Orange County sheriff's worker sought assault on jail inmate, officials say

Lissa Marie Domanic faces charges of soliciting someone to commit a violent crime and providing confidential police records to unauthorized people. The attack did not take place.

A civilian employee with the Orange County Sheriff's Department who allegedly had ties to a white supremacist gang has been indicted on charges of soliciting someone to commit a violent crime and providing confidential police records to unauthorized people, a sheriff's spokesman said today.

Lissa Marie Domanic, 42, was working as an office specialist and 911 call taker when she allegedly asked someone to assault an Orange County jail inmate, said Jim Amormino, a sheriff's spokesman. She also used department computers to access confidential records that she forwarded to unauthorized people, Amormino said.

A grand jury indicted Domanic on the felony charges earlier this week, and she is awaiting arraignment in Orange County Superior Court.
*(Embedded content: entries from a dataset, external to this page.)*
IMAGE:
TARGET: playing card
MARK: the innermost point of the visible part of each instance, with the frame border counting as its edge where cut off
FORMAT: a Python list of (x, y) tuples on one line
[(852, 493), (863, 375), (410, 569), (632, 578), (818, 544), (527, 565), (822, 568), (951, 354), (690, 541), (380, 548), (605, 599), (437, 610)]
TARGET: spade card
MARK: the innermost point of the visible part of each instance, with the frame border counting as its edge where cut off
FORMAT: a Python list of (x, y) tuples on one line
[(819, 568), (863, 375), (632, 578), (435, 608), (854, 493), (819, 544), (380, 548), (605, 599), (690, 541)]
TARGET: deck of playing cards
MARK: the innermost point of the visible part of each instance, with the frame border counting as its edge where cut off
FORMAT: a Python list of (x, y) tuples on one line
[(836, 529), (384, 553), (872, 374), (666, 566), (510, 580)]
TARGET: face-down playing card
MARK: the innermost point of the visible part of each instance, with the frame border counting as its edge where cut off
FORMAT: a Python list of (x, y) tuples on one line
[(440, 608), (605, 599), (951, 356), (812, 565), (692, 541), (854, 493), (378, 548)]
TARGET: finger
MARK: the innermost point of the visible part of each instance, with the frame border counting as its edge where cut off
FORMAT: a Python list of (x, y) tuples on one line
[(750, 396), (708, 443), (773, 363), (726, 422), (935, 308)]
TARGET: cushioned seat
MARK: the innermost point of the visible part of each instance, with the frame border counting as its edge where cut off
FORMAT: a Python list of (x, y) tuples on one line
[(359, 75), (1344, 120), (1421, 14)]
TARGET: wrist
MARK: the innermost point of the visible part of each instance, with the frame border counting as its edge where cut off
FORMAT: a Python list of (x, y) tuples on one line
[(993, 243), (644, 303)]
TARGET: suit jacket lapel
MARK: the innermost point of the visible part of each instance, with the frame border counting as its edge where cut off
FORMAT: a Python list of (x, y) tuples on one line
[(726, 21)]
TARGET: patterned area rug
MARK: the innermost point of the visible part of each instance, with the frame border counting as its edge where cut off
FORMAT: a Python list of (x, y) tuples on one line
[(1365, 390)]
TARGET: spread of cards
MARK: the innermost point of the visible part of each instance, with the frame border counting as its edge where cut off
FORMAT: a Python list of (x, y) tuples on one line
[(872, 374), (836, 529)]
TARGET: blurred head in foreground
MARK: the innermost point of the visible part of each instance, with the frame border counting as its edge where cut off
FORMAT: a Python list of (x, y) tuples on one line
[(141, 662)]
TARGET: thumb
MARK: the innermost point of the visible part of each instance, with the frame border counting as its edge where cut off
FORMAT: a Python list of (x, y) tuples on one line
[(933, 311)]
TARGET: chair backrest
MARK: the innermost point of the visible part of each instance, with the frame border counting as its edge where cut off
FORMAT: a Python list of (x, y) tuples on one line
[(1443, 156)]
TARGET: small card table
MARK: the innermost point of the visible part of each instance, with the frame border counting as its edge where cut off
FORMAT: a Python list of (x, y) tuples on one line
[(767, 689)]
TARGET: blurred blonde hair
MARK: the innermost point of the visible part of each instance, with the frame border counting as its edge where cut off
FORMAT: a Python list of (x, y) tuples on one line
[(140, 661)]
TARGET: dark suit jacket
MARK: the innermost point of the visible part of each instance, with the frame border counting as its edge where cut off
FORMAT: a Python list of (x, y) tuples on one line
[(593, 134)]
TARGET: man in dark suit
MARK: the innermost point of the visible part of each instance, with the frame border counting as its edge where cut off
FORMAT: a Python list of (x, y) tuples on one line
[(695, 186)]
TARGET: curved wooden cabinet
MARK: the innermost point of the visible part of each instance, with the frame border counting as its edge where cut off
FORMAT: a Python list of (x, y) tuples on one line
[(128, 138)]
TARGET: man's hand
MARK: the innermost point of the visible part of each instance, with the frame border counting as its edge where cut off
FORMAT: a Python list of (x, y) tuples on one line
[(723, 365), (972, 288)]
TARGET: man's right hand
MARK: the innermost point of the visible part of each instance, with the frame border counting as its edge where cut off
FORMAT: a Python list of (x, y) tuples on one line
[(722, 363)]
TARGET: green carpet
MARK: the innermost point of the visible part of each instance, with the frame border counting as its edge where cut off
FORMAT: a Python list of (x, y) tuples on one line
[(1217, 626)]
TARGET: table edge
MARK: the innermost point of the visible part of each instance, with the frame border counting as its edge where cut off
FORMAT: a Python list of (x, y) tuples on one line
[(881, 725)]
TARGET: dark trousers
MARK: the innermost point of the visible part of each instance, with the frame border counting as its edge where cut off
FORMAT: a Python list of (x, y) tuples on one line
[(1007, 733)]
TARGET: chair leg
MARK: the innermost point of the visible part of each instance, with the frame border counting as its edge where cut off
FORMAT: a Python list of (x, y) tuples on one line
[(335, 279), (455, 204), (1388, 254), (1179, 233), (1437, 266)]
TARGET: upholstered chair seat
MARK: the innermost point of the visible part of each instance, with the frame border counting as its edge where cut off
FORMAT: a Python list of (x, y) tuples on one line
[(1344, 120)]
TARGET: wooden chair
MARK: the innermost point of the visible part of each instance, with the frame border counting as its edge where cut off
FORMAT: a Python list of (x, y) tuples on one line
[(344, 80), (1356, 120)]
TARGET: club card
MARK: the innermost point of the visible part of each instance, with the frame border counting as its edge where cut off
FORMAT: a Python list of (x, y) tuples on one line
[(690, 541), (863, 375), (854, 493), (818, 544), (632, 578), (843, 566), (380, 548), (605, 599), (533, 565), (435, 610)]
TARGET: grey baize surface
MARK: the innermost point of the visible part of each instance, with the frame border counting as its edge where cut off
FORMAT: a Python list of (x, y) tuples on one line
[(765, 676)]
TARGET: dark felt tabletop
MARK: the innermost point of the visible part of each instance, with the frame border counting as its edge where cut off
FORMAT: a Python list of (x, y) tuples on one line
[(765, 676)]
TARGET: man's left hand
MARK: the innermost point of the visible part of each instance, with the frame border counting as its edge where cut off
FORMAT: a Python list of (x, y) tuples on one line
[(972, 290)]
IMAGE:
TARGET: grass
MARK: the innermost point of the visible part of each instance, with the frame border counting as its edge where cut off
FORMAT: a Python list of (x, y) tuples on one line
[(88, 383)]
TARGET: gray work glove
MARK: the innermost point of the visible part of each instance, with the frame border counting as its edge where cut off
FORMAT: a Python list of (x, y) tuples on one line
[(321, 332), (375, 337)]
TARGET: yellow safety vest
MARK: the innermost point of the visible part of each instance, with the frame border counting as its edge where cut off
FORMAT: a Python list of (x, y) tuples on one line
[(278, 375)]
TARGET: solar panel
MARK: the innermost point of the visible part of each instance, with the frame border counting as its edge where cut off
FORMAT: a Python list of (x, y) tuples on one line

Domanic, who worked for the sheriff's department for about 19 months, has been placed on administrative leave pending a disciplinary review, Amormino said.

"We do a thorough background investigation, and nothing came up in her background," Amormino said. "Sometimes people are able to conceal things they are involved in."

Sheriff's investigators began looking at Domanic in May after receiving a tip about her from another law enforcement agency, Amormino said. Among the things she's accused of is asking one inmate to assault another inmate and using department records to identify the housing location of the intended victim, Amormino said. The assault did not occur, he said.

When sheriff's investigators arrested Domanic at her Yorba Linda home earlier this week, she was under the influence of a controlled substance and in possession of methamphetamine, Amormino said.